Law enforcement officials released enhanced images Monday as they seek to identify one of the as yet unknown victims whose remains were found along a coastal highway in New York’s Long Island more than a decade ago, a string of deaths known as the Gilgo Beach killings.
Suffolk County officials shared forensic reconstruction images as well as informational flyers regarding the so-called “Asian Doe,” a biological male who was wearing women’s clothing and possibly identified as female at the time of his death. He may have been a sex worker. The victim was between 18 and 23 years old and of Southern Chinese descent.
He died of blunt force trauma. His remains were found in 2011.
Investigators have said they believe the unidentified man died five to 10 years earlier.
Officials published renderings of what he may have looked like that were made through anthropological reconstruction in hopes of generating new leads.
Local officials released a more basic sketch of the victim back in 2011.

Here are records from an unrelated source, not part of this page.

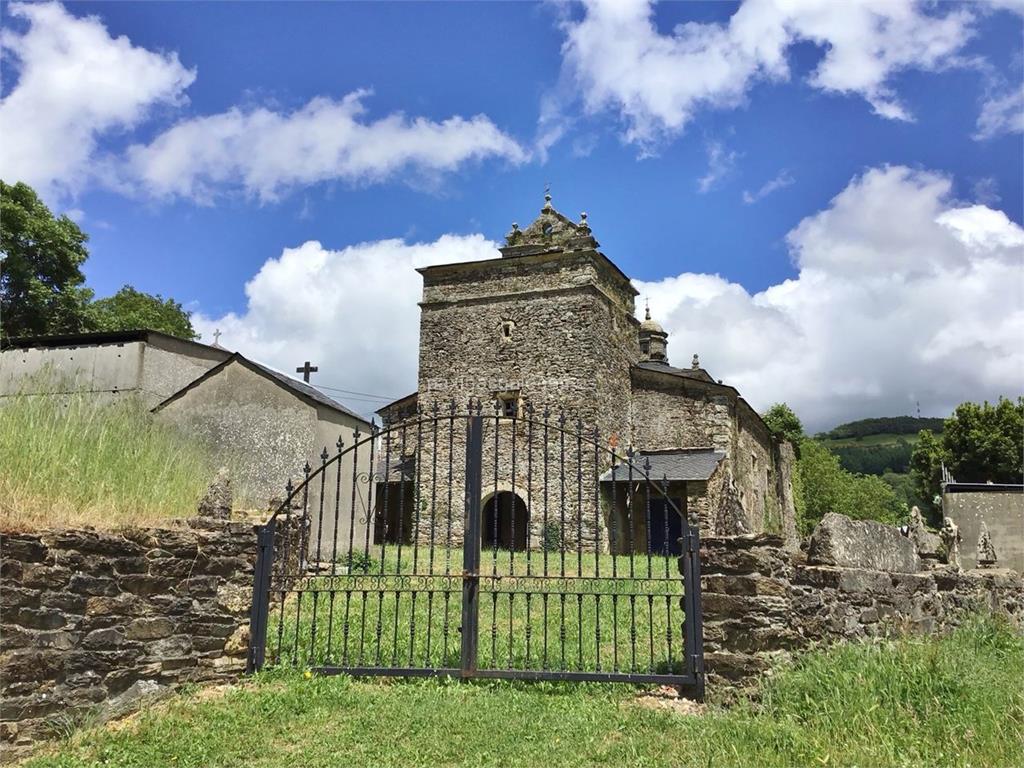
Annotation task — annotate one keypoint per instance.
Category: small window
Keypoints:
(507, 328)
(508, 404)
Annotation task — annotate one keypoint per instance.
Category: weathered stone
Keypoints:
(145, 586)
(23, 547)
(861, 544)
(238, 643)
(216, 502)
(104, 639)
(150, 629)
(87, 585)
(40, 619)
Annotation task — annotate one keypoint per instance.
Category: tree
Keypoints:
(979, 442)
(41, 283)
(784, 423)
(825, 486)
(129, 309)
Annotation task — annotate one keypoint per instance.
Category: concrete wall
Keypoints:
(264, 430)
(107, 371)
(1001, 511)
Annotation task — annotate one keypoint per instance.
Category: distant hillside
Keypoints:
(878, 446)
(888, 426)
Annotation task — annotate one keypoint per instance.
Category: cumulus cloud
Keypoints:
(1001, 114)
(264, 153)
(657, 82)
(721, 162)
(902, 295)
(353, 311)
(76, 83)
(781, 180)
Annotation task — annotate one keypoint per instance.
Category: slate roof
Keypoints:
(687, 464)
(686, 373)
(300, 388)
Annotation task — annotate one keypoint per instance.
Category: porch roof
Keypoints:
(680, 464)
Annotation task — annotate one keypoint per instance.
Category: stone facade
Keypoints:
(92, 624)
(762, 602)
(551, 327)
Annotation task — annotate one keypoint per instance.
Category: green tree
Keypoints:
(825, 486)
(129, 309)
(784, 423)
(41, 283)
(979, 442)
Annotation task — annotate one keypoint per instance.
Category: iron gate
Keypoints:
(506, 545)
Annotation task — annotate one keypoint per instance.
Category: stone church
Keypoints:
(551, 327)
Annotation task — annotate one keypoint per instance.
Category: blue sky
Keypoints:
(704, 139)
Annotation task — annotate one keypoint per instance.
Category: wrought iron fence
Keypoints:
(472, 545)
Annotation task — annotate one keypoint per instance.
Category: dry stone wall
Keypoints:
(92, 624)
(762, 602)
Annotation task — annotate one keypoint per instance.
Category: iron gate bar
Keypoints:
(647, 654)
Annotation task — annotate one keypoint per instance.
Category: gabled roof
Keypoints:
(304, 391)
(156, 338)
(683, 464)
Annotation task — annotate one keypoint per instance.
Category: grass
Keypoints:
(573, 620)
(954, 700)
(71, 461)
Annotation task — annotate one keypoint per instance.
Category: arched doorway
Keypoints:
(506, 522)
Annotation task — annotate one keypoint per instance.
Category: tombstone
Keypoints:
(950, 542)
(986, 551)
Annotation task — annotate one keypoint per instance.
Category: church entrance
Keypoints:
(506, 523)
(666, 527)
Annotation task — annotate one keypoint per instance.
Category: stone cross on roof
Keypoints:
(305, 370)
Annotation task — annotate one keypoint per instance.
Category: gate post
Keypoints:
(260, 609)
(693, 610)
(471, 545)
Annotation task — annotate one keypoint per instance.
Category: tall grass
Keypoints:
(70, 460)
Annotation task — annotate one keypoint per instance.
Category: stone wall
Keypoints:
(92, 624)
(762, 602)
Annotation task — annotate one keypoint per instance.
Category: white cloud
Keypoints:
(76, 83)
(902, 294)
(781, 180)
(352, 311)
(721, 163)
(657, 81)
(265, 153)
(1001, 114)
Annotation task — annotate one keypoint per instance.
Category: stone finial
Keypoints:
(986, 551)
(216, 503)
(950, 537)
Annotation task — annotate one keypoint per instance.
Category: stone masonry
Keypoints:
(92, 624)
(762, 602)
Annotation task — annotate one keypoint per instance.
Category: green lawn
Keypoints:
(950, 701)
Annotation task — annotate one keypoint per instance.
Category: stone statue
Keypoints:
(950, 541)
(986, 552)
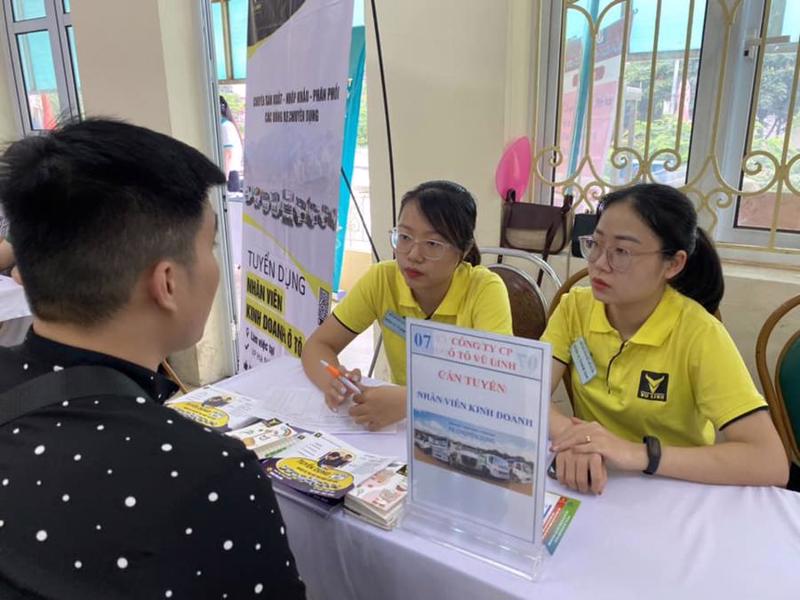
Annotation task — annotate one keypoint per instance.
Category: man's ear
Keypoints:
(162, 285)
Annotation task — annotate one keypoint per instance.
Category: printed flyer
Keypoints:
(217, 409)
(323, 465)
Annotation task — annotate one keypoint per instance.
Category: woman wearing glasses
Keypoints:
(654, 373)
(435, 276)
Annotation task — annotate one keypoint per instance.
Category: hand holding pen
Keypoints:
(343, 385)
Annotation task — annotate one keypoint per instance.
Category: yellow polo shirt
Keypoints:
(477, 299)
(679, 377)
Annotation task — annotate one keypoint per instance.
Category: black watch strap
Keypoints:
(653, 445)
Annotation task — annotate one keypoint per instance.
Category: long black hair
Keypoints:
(451, 211)
(673, 219)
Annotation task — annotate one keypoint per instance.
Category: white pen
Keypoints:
(337, 374)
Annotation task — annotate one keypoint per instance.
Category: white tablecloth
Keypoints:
(644, 538)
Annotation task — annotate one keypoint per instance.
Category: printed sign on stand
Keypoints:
(478, 406)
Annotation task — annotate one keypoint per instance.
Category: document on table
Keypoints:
(307, 409)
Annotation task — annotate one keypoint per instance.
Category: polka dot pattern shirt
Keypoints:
(119, 497)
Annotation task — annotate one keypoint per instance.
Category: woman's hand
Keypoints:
(593, 438)
(583, 472)
(337, 393)
(377, 407)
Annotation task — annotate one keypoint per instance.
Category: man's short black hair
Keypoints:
(93, 204)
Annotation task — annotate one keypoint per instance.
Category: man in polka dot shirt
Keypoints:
(113, 495)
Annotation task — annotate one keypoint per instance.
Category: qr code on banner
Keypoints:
(324, 304)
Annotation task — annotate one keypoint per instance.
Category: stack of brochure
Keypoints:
(311, 467)
(558, 514)
(266, 437)
(322, 468)
(379, 499)
(217, 409)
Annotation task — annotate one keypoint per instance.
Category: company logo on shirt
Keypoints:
(653, 386)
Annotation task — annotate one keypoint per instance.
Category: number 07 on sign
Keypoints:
(478, 406)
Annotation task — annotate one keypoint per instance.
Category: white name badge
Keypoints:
(582, 360)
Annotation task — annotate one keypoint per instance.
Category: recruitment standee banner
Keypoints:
(477, 434)
(296, 91)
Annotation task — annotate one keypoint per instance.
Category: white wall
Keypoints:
(9, 124)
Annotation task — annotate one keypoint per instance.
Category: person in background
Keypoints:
(114, 495)
(436, 275)
(654, 374)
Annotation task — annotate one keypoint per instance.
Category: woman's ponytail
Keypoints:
(701, 279)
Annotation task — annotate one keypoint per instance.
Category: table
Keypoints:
(15, 315)
(645, 537)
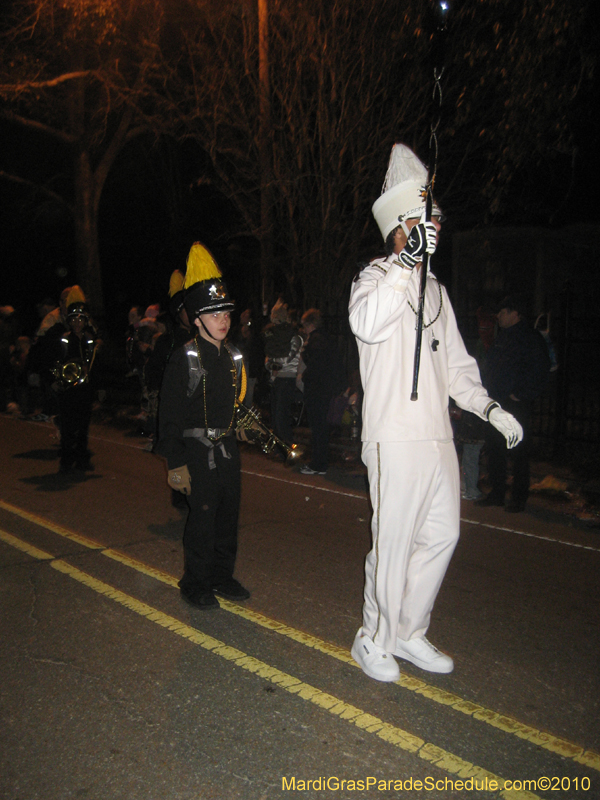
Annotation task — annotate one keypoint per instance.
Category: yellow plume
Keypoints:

DNA records from Asian people are less common in U.S. genetic databases, making it difficult to compare and identify the remains through traditional methods, according to investigators. They hope someone will remember a person who looked like the person in the photos who disappeared around the same time.
No one has been charged in the death. A local architect is accused in the killings of six women, some of whose remains were found near the unidentified man’s.

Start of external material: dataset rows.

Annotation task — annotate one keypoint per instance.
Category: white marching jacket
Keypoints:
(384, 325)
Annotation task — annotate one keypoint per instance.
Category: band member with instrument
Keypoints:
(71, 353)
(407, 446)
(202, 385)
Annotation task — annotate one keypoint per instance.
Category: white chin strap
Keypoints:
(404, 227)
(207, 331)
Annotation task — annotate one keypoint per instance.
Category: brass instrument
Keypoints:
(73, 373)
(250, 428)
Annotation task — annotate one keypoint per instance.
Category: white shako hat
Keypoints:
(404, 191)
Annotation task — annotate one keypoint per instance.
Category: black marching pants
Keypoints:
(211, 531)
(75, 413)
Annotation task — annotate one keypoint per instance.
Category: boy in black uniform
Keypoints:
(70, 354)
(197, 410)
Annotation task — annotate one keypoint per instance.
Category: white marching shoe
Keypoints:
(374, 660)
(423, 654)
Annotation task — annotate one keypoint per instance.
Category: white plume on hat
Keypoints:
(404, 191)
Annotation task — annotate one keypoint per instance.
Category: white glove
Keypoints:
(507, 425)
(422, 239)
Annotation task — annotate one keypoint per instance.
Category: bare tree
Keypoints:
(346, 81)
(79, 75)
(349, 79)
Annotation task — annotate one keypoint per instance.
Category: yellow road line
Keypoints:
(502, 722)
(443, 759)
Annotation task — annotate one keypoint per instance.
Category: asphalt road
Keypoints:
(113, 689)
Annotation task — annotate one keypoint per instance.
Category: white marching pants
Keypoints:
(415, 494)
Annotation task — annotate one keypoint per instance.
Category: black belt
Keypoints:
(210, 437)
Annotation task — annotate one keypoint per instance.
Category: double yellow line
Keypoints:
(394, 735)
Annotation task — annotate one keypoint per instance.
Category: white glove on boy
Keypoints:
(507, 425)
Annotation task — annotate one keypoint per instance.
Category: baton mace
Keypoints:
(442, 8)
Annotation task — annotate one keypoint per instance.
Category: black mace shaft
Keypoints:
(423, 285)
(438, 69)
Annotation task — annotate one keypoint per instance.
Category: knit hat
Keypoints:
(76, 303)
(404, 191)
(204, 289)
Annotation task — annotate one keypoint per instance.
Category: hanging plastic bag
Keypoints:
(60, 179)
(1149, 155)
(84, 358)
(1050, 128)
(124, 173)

Rex Heuermann, 61, was arraigned in June in connection with the deaths of two young women long believed to have been preyed upon as sex workers.
The charges came after recent police searches of Heuermann’s home and a wooded area on Long Island.
Jessica Taylor disappeared in 2003 and Sandra Costilla was killed 30 years ago, in 1993.
Costilla’s inclusion in the case indicates prosecutors now believe Heuermann was killing women far longer than previously thought.
Heuermann was previously charged with killing four others: Megan Waterman, Melissa Barthelemy, Amber Lynn Costello and Maureen Brainard-Barnes.
Since late 2010, police have been investigating the deaths of at least 10 people — mostly female sex workers — whose remains were discovered along an isolated highway near Gilgo Beach.
Heuermann, who lived across the bay, was arrested last July.
He has pleaded not guilty and his attorney, Michael Brown, has denied any wrongdoing on his behalf.